Giorno 14: (550 km c.ca parzialmente in AUTOSTRADA)
Da Narbonne a Cuneo

Difficoltà:
Gli itinerari proposti sono accessibili a chiunque, con qualsiasi moto, ma richiedono la capacità di saper condurre il proprio mezzo in presenza di curve e tornanti (anche stretti) e una certa resistenza fisica: sia perché lungo la giornata staremo parecchie ore in sella, sia per le possibili escursioni termiche dovute alle variazioni altimetriche e/o atmosferiche, che a volte possono essere di significativa importanza.
Come sempre, oltre ad un abbigliamento tecnico adeguato al tipo di viaggio, è indispensabile un’attenta valutazione autocritica delle vostre capacità in funzione del tipo di viaggio che si va ad affrontare.

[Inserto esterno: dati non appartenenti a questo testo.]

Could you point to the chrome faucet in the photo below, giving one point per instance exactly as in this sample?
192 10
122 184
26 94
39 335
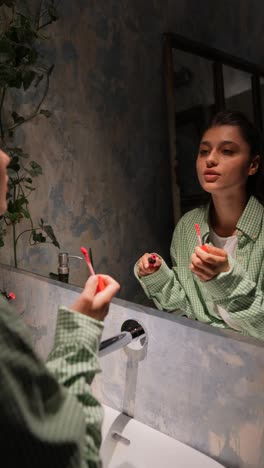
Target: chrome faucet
130 330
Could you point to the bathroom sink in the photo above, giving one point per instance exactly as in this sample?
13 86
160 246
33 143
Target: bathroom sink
128 443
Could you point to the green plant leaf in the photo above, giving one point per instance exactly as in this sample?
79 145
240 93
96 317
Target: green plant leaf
27 78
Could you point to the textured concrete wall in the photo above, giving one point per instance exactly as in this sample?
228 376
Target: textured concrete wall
196 383
104 151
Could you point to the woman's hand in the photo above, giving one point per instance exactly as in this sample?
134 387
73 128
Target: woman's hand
206 264
148 264
96 305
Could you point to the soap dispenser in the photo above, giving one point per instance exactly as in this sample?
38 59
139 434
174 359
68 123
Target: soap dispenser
63 268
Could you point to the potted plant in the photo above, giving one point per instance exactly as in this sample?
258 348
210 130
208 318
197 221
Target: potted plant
21 70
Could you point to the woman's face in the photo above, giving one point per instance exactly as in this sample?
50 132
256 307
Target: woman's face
224 162
4 161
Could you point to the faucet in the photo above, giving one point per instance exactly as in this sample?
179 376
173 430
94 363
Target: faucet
130 330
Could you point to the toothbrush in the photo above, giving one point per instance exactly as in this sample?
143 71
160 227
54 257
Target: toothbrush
198 232
101 284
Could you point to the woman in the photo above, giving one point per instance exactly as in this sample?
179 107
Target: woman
221 284
48 414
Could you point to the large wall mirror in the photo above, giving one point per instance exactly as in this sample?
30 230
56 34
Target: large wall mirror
199 82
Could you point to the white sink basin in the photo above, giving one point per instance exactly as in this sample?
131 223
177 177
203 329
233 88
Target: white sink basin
127 443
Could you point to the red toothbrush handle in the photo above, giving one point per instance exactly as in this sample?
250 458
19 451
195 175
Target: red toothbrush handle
101 284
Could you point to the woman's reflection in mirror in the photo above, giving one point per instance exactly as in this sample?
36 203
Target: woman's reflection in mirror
223 284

L’itinerario potrebbe subire modifiche per necessità logistiche, metereologiche o per esigenze legate alla sicurezza del gruppo.

La mèta è il viaggio:
Siamo TURISTI e terremo una velocità che ci permetta di viaggiare rilassati e goderci il panorama, con pause per fotografie, spuntini e necessità varie.
Bisognerà comunque tenere a mente che ove previste visite, si dovranno rispettare alcune tempistiche di marcia, ma sempre viaggiando in sicurezza.